978-985-18-5050-7
ISBN :Возрастное ограничение : 18
Дата обновления : 14.06.2023
* * *
С тех пор Турбин развернулся по-новому. Как ему удалось выяснить, древнерусская культура за границей ценится куда больше, чем на родине. Иконы или предметы утвари, пылившиеся в хранилище его музея, легко находили новых хозяев в Германии, Франции, США, а случалось, даже и в Японии.
В самом Почайске дела до них не было никакого. В музейном хранилище, по соседству с половой шваброй уборщицы и выпитыми на прошлом банкете бутылками лежали уникальные вещи. Да и археологические экспедиции, работавшие в том крае, постоянно находили что-то новое. Свои находки они торжественно передавали в музей, а там эти ценности навечно клались на полку того же хранилища и постепенно покрывались пылью.
Фонды музея в несколько раз превышали размер экспозиции, а денег на расширение не было. Председатель райисполкома, верный партиец, вообще грозился выбросить все это скопище «пережитков старого режима» на помойку – «к едрени фени».

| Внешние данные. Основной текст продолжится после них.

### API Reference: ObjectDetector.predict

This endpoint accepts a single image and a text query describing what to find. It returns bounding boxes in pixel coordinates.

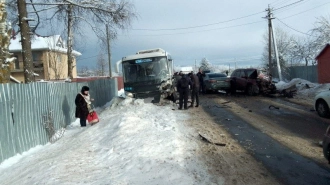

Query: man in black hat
[75,86,89,127]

Поэтому условия работы у Турбина были лучше некуда. Тащить из музея экспонаты оказалось проще простого. И никто ему в этом не мог помешать. «Неблагонадежных» директор просто уволил.
Одной из сотрудниц, например, Турбин сначала предложил отведать кагора на рабочем месте – якобы по поводу его дня рождения, – а потом, ничтоже сумняшеся, сдал беднягу появившейся вдруг милиции.

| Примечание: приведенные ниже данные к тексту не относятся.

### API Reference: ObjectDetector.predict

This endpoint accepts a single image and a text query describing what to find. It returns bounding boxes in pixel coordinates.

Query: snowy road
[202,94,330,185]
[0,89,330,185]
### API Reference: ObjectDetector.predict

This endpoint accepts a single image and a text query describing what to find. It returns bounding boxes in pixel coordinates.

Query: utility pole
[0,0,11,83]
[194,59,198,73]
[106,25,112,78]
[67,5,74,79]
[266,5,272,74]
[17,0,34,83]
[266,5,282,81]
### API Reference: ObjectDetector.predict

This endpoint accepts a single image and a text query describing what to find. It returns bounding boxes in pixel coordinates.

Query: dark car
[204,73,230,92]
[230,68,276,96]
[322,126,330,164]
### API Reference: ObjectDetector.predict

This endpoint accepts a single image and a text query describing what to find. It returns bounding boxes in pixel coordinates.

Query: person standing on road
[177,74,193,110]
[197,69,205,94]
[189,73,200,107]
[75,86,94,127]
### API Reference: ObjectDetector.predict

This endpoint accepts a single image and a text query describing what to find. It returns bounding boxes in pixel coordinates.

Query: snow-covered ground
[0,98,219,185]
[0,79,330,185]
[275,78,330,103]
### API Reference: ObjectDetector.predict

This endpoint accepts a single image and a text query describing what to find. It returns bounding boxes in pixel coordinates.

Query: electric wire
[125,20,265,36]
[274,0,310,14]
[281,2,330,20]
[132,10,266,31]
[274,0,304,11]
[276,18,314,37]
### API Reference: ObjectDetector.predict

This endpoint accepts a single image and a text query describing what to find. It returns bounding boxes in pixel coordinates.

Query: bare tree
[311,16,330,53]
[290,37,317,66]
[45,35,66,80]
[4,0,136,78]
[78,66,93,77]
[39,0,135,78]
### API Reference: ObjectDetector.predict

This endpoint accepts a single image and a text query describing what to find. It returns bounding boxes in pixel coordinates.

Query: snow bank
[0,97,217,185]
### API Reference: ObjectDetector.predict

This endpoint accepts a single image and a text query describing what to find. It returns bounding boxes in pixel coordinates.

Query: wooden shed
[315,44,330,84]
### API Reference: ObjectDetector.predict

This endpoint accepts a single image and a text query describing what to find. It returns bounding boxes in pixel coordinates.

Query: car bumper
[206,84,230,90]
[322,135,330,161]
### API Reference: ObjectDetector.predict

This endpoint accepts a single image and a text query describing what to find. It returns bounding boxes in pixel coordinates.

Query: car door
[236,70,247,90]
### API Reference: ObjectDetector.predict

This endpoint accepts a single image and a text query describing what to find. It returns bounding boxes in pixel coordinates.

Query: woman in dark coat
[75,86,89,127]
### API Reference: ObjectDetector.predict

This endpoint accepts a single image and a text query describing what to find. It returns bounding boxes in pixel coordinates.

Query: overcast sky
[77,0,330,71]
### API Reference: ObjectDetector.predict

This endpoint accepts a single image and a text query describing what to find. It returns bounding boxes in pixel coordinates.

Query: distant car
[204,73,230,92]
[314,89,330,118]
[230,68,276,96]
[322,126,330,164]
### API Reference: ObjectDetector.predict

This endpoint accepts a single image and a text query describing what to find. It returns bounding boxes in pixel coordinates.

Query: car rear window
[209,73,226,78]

Оставшаяся без работы тетя чуть было не повесилась – увольнение было для нее жизненным крахом. Но Турбина это совершенно не беспокоило. Он на тот момент был занят совершенно другим.

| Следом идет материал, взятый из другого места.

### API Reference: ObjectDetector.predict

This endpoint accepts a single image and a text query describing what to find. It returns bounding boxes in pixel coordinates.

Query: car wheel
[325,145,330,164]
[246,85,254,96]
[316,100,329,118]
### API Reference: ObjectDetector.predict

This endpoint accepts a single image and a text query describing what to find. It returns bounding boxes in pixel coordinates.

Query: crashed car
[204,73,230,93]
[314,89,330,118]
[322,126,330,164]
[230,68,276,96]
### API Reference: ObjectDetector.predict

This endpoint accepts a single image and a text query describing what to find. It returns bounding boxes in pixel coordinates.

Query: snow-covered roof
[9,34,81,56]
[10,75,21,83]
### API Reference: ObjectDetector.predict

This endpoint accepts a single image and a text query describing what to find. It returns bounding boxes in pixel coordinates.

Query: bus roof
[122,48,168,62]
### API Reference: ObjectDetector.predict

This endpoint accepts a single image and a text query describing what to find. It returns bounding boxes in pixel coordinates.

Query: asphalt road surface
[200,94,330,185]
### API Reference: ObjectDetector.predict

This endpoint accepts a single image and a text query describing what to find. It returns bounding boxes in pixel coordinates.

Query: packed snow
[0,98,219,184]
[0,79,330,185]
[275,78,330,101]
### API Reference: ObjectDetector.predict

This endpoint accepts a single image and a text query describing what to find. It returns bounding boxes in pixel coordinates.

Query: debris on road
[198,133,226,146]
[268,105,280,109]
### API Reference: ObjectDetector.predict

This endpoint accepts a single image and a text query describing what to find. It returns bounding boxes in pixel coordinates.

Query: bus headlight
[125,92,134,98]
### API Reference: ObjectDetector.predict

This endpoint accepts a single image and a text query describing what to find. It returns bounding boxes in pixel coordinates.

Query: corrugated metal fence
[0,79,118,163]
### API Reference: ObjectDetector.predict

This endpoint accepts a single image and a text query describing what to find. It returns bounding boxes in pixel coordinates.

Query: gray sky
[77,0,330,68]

Например, требовалось срочно отладить схему переправки ценностей за границу. Турбину удалось связаться с атташе по культуре одного дружественного СССР латиноамериканского государства, но тот загнул за свои услуги непомерно большую цену. Тогда жулик отправился прямо к его начальнику – самому послу. И с тем удалось договориться на более приемлемых условиях.
Посол имел обыкновение ездить к себе домой через Германию. В такие поездки он прихватывал с собой чемоданчик с иконами, церковной утварью, а иногда и рукописными книгами древнего Почаевского княжества. На границе его, естественно, никто не проверял – ведь государство, которое он представлял, было дружественным.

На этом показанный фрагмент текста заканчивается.